« Vous avez huit minutes ! » Le chronomètre est lancé : par groupes de six, il est l’heure de rencontrer Ophenya. Devant leur idole, certains tremblent quand d’autres sont émus aux larmes. « Mon rêve est devenu réalité », souffle une fan alors qu’Ophenya l’enlace. Pendant ces quelques instants, les « bgnyas » (prononcez « bégénia »), comme on appelle les admirateurs de l’influenceuse, peuvent discuter et se prendre en photo avec elle. Mais une fois la poignée de minutes écoulées, certains s’effondrent. « Je ne reverrai plus jamais Ophenya », sanglote auprès de sa mère une abonnée anéantie.
Au même moment, ils sont un demi-millier à attendre leur tour. La vidéaste aux cinq millions d’abonnés sur TikTok a organisé, samedi 27 avril à Paris, un « meet-up », un moment de rencontres avec ses abonnés.
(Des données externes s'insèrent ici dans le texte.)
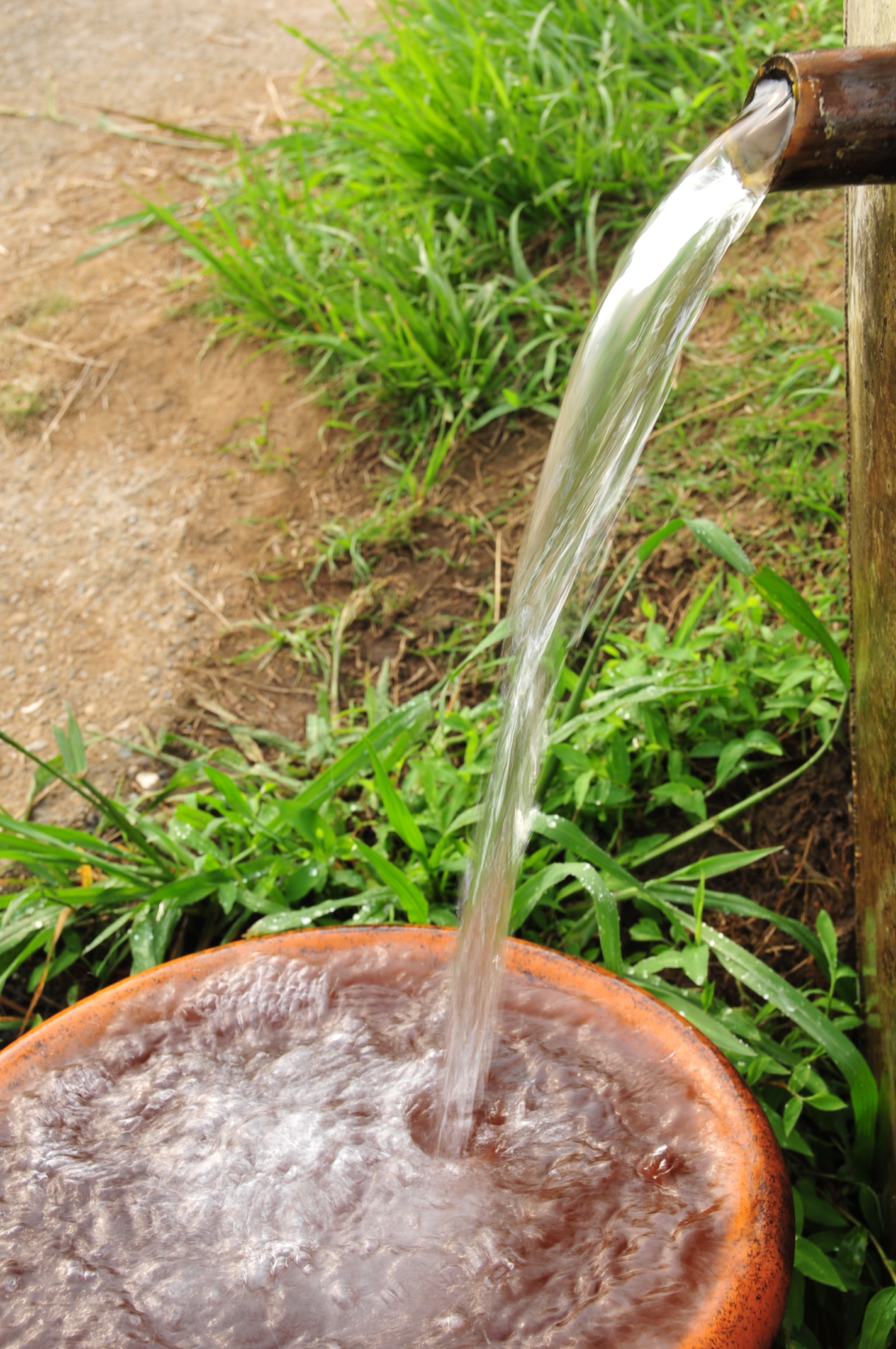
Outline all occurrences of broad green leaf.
[626,974,756,1059]
[685,519,756,576]
[205,764,256,824]
[781,1097,803,1136]
[53,704,87,777]
[672,576,719,646]
[793,1237,847,1292]
[750,566,851,688]
[632,944,710,985]
[661,847,780,879]
[571,862,622,974]
[509,862,569,932]
[815,909,838,980]
[277,800,336,859]
[364,737,427,859]
[245,894,357,936]
[858,1289,896,1349]
[636,519,684,563]
[653,892,877,1167]
[646,879,823,968]
[354,839,429,922]
[532,811,651,898]
[296,693,432,809]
Chacun sur son petit bout de trottoir, les « bgnyas » organisent chorégraphies et karaokés pour faire passer les quelques heures de queue estimées.
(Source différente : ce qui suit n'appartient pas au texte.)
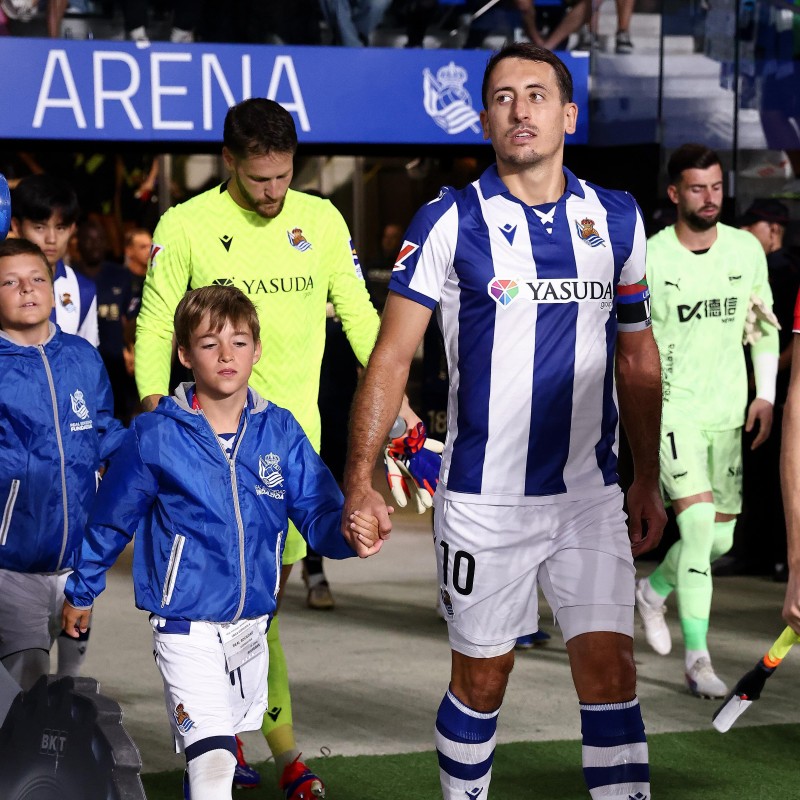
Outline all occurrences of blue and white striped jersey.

Cette atmosphère de liesse détonne avec la tempête dans laquelle est plongée la créatrice de contenus depuis le 9 avril. Ce jour-là, dans le cadre de l’examen d’un projet de loi visant à renforcer la lutte contre les dérives sectaires à l’Assemblée nationale, le député Arthur Delaporte déclare avoir été alerté à son sujet. Selon l’élu, Ophenya exercerait « une emprise » sur ses abonnés et serait même à l’origine de possibles « dérives sectaires », que l’influenceuse dément catégoriquement. La Mission interministérielle de vigilance et de lutte contre les dérives sectaires (Miviludes) affirme, de son côté, avoir reçu plusieurs signalements à son encontre.
Crush, Attal et le déclin
Tout avait pourtant bien commencé pour Ophélie Vincent. Après une licence de psychologie, la Lyonnaise se lance sur TikTok pendant la pandémie de Covid-19. Elle y trouve rapidement le succès et fait peu à peu évoluer ses vidéos de danse vers des thématiques plus sérieuses. « J’ai l’impression qu’il y a un vrai mal-être dans cette génération donc je fais des lives avec des sujets comme les violences conjugales, le harcèlement scolaire, la confiance en soi… », explique au Monde celle qui dit avoir été harcelée à l’école. Donner la parole à ses abonnés et « les conseiller, un peu comme une grande sœur », assume-t-elle, constitue aujourd’hui son credo.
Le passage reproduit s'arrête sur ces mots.